The analysis department of the British entity estimates that this goal implies reaching the completion of the plan with a profit generation of 6,200 million euros compared to the 4,995 million established by the consensus of Bloomberg.

“The objective is an increase from the estimated levels of 24 percent and initially it seems difficult to meet”, said the entity in a note where it analyzed the Investor Day of BBVA.

Possible takeover bids in Latin America

Barclays also focused on the options BBVA has on the table to use existing liquidity.

The target capital ratio of 11-12 percent implies an excess of capital of 6,000 million euros, discounting the repurchase of shares, the tender offer Guarantee, the ‘pay out’ of 40-50 percent and the annual complementary dividend.

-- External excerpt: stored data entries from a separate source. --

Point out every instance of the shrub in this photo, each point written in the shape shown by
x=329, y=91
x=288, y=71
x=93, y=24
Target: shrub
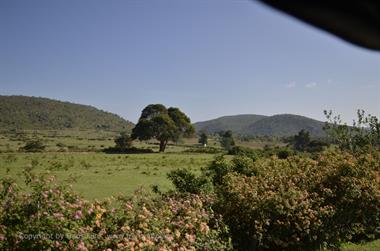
x=209, y=149
x=52, y=217
x=187, y=182
x=246, y=151
x=123, y=142
x=132, y=150
x=364, y=132
x=300, y=203
x=33, y=146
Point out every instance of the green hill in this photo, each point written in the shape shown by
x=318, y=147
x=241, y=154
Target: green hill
x=259, y=125
x=235, y=123
x=22, y=112
x=285, y=125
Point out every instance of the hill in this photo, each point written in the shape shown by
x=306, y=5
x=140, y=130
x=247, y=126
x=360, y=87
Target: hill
x=22, y=112
x=258, y=125
x=235, y=123
x=285, y=125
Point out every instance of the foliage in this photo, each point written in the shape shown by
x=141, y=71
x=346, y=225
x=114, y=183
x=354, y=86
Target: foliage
x=226, y=140
x=33, y=146
x=52, y=217
x=162, y=124
x=123, y=141
x=203, y=139
x=210, y=150
x=363, y=133
x=302, y=142
x=299, y=203
x=282, y=125
x=246, y=151
x=22, y=112
x=187, y=182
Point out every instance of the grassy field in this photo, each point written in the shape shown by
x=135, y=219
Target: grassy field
x=99, y=175
x=76, y=157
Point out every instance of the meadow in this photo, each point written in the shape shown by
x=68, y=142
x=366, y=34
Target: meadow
x=76, y=158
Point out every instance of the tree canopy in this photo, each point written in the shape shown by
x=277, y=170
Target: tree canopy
x=161, y=123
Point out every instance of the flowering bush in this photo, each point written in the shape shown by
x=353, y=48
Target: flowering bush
x=300, y=203
x=47, y=216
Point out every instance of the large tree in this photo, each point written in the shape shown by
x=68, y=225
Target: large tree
x=156, y=121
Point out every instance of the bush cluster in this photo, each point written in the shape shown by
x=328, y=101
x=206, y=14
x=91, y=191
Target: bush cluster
x=51, y=217
x=299, y=203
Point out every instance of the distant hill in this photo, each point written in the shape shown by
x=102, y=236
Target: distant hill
x=235, y=123
x=22, y=112
x=259, y=125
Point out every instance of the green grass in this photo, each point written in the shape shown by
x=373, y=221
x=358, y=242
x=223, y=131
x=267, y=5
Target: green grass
x=369, y=246
x=99, y=175
x=96, y=175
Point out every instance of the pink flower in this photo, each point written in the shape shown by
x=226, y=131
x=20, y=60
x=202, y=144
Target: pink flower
x=81, y=246
x=90, y=210
x=78, y=214
x=190, y=237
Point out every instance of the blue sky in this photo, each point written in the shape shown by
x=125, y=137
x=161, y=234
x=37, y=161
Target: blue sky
x=208, y=57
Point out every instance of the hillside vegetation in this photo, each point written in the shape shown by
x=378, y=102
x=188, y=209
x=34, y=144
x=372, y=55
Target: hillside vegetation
x=22, y=112
x=260, y=125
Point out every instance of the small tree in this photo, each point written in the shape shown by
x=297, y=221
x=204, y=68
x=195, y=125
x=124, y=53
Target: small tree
x=203, y=139
x=33, y=146
x=363, y=132
x=301, y=141
x=226, y=140
x=123, y=141
x=156, y=121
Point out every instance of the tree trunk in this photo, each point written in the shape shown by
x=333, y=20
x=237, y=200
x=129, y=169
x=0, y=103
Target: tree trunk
x=163, y=145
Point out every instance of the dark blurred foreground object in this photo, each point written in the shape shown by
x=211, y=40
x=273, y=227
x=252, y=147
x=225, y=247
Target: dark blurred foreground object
x=356, y=21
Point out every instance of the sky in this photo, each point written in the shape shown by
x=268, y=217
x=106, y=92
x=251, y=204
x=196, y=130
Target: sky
x=208, y=57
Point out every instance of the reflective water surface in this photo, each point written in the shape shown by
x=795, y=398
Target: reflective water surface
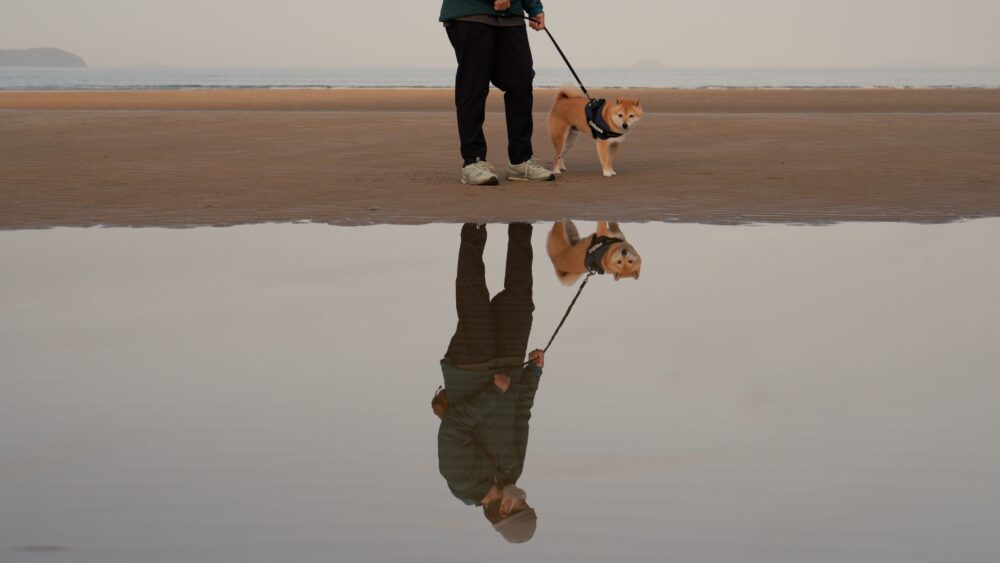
x=263, y=393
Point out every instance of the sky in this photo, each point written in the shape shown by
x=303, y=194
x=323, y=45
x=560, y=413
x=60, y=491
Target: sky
x=406, y=34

The London entity considers that it can be given “A potential purchase from minorities in the markets of Latin America”, given the growth that the country registers in geographies such as Mexico where it hopes to grow in double digits.

A restructuring of 800 million euros

Barclays’ forecast is in line with the consensus. Bloomberg Intellignce highlighted that, by not increasing the solvency objective, “Capital outflow can be gradual with room for more special payments or mergers and acquisitions”.

BBVA announced a target for the cost-income ratio of 45 percent at the conclusion of the strategic plan. Based on this, Barclays calculates a restructuring that could reach 800 million euros.

The greatest impact would be seen in Spain, estimate Barclays, with an amount before tax of between 500 and 600 million euros to which could be added another 50 million reduction in corporate headquarters.

Citi coup to Garanti

Investors were more critical than investment entities regarding the purchase of Garanti and since the announcement sales have followed one another in value with each decline in the Turkish lira.

Investment firms saw potential in Garanti by estimating that with the 49.9 percent that BBVA currently controls, it was already assuming a high risk without fully controlling the entity.

The explanation did not convince the shareholders and now Citi agrees with them. The bank’s analysis team has lowered its recommendation on the country’s entities because of currency volatility.

In the case of Garanti, the analyst Simon Nellis cut his recommendation from “buy” to “neutral” in a context where the levels of monthly volatility of the lira are at their highest level in three years.

The short term hits BBVA

The fall of the Turkish currency in the quarter is 30 percent and according to the calculations of Bloomberg the nation’s six largest banks could have lost capital of $ 3 billion in the quarter.

Morgan Stanley refers this situation to BBVA and explains that the actions of the Spanish entity “They could underperform in the short term” due to the volatility of the lira, which makes Garanti’s valuation in euros “more uncertain”.

The declines in the lira and the intervention of President Erdogan in monetary policy, with constant lowering of interest rates, has triggered inflation to 30 percent.

The purchasing power of the Turks falls and this reduces the options for citizens to reduce their purchases and avoid credits. It is political and monetary instability and the lack of purchasing power that investors cling to in order to position themselves against the analysis of investment entities.